Dirk F de Korne is currently the Deputy Director, Medical Innovation & Care Transformation at KK Women’s & Children’s Hospital (KKH). He also holds a position as Adjunct Assistant Professor at Duke-NUS Medical School Singapore and Erasmus School of Health Policy and Management, Erasmus University Rotterdam, Netherlands. In KKH, he is responsible for the hospitals’ overall innovation strategy and execution, including the alignment and facilitaiton of initatives and projects pertaining to cross-departments, multi-disciplinary collaborations towards patient service integration with relevent stakeholders.

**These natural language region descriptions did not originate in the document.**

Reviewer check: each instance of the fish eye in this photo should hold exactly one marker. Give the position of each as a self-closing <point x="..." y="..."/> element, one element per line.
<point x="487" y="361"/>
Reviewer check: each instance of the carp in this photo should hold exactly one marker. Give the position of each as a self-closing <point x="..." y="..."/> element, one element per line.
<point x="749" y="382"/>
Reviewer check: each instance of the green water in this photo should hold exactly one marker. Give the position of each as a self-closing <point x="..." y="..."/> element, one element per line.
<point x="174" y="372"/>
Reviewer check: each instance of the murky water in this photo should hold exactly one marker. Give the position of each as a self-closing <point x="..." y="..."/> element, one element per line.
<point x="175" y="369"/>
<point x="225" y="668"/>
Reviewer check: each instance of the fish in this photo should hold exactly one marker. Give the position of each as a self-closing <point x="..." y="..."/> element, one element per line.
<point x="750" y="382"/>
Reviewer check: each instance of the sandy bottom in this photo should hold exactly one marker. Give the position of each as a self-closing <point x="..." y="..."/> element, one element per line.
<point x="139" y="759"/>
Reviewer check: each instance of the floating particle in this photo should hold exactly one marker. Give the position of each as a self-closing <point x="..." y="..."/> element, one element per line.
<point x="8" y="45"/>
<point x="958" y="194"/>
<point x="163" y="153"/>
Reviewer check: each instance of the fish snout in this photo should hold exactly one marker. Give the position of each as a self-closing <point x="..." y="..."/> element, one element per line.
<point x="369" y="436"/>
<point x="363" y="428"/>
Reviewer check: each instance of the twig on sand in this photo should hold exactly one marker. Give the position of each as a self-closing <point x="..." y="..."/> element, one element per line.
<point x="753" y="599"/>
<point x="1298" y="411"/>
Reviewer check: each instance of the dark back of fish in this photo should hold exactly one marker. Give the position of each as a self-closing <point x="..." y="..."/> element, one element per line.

Since 2003, he has focused on quality improvement and organizational strategy in hospital care. His implementation, research, and teaching work focusses on understanding the diffusion of quality and patient safety innovations and include business process and systems design, telehealth, human factors & ergonomics, and performance benchmarking. Before his move to Singapore in 2013, he worked as Quality & Safety Consultant at The Rotterdam Eye Hospital. As lecturer he has been teaching health care quality and organizational sciences as well supervised bachelor and master graduates. He holds a MSc in Health Policy & Management from Erasmus University Rotterdam and a PhD in Public Health from University of Amsterdam
Abstract
Today’s hospitals are rich and complex socio-technical environments where technology and human actions are closely interwoven and patient’s health outcomes are co-dependent on the success of this interaction. Moreover, it is increasingly recognized that the patient journey takes mostly place outside of the hospital. As medical and nursing care becomes more technology-dependent, many fear that sensors, robotics, digitalization, machine learning and
artificial intelligence will take the humanity out of health care. Do we need to worry? In this session, it is argued how ‘high tech’ can perform repetitive and redundant activities to enable nursing and medical staff to focus on ‘high touch’. Examples are taken from various area’s of women’s and children’s care, including smart health video consultation, pregancy chatbots, and real-time notifications for hand hygiene performance. If applied properly, new technologies could optimize patient health outcomes while enhancing nursing joy and career perspectives.